De la lectura y la meditación deriva todo provecho. Con la lectura
aprendemos aquello que ignoramos, con la meditación lo
conservamos.
Una doble utilidad nos proporciona la lectura de la Sagrada Escritura:
instruye nuestra mente y, además, nos aparta de las vanidades del mundo
y nos conduce al amor de Dios.
Un doble objetivo hay que buscar en la lectura: en primer lugar, cómo hay
que entender la Sagrada Escritura; en segundo lugar, cómo hay que predicarla
a los demás con provecho y dignidad. Por esto, lo primero ha de ser
el interés por entender lo que uno lee, para así estar en condiciones de
comunicar lo que ha aprendido.
El lector prudente estará dispuesto a cumplir lo que lee, más que a
saberlo, porque es menor la responsabilidad del que ignora a dónde se
ha de dirigir, que la del que, sabiéndolo, no lo hace. Así como, al leer, nos
esforzamos en saber, así también debemos poner por obra las cosas
buenas que hemos aprendido leyendo.
Nadie puede conocer el sentido de la Sagrada Escritura si no se familiariza
con ella, tal como está escrito: Conquístala, y te hará noble; abrázala, y te
hará rico.
Cuanto más constante sea el trato con la palabra divina, más abundante
será la comprensión de la misma; como la tierra, que, cuanto más se cultiva,
tanto más fruto produce. Algunos tienen dotes naturales de inteligencia,
pero descuidan la lectura sagrada; y así, por no dedicarse, se pierden todo
lo que hubieran aprendido si se hubiesen dedicado a la lectura. Otros, en
cambio, tienen el deseo de saber, pero se ven obligados a luchar con sus
pocas luces naturales; éstos, con todo, por su constancia en la lectura,
llegan a saber lo que aquellos otros, por su flojera, no conocen.

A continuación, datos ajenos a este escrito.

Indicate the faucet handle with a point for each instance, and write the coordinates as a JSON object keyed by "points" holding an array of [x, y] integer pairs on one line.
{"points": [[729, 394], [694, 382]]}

Así como el que tiene una inteligencia retardada recibe el premio de su
buena intención y de su esfuerzo, así también el que desprecia los dones
de inteligencia que Dios le ha otorgado se hace reo de culpa, por no apreciar
debidamente el don de Dios y haberlo dejado inactivo por flojera.
La doctrina, sin la ayuda de la gracia, aunque resuene en los oídos,
nunca penetra el corazón; hace ruido por fuera, pero en nada
aprovecha interiormente. En cambio, cuando la gracia de Dios toca
interiormente el alma y le abre la inteligencia, entonces es cuando la palabra
de Dios pasa desde los oídos a lo más íntimo del corazón.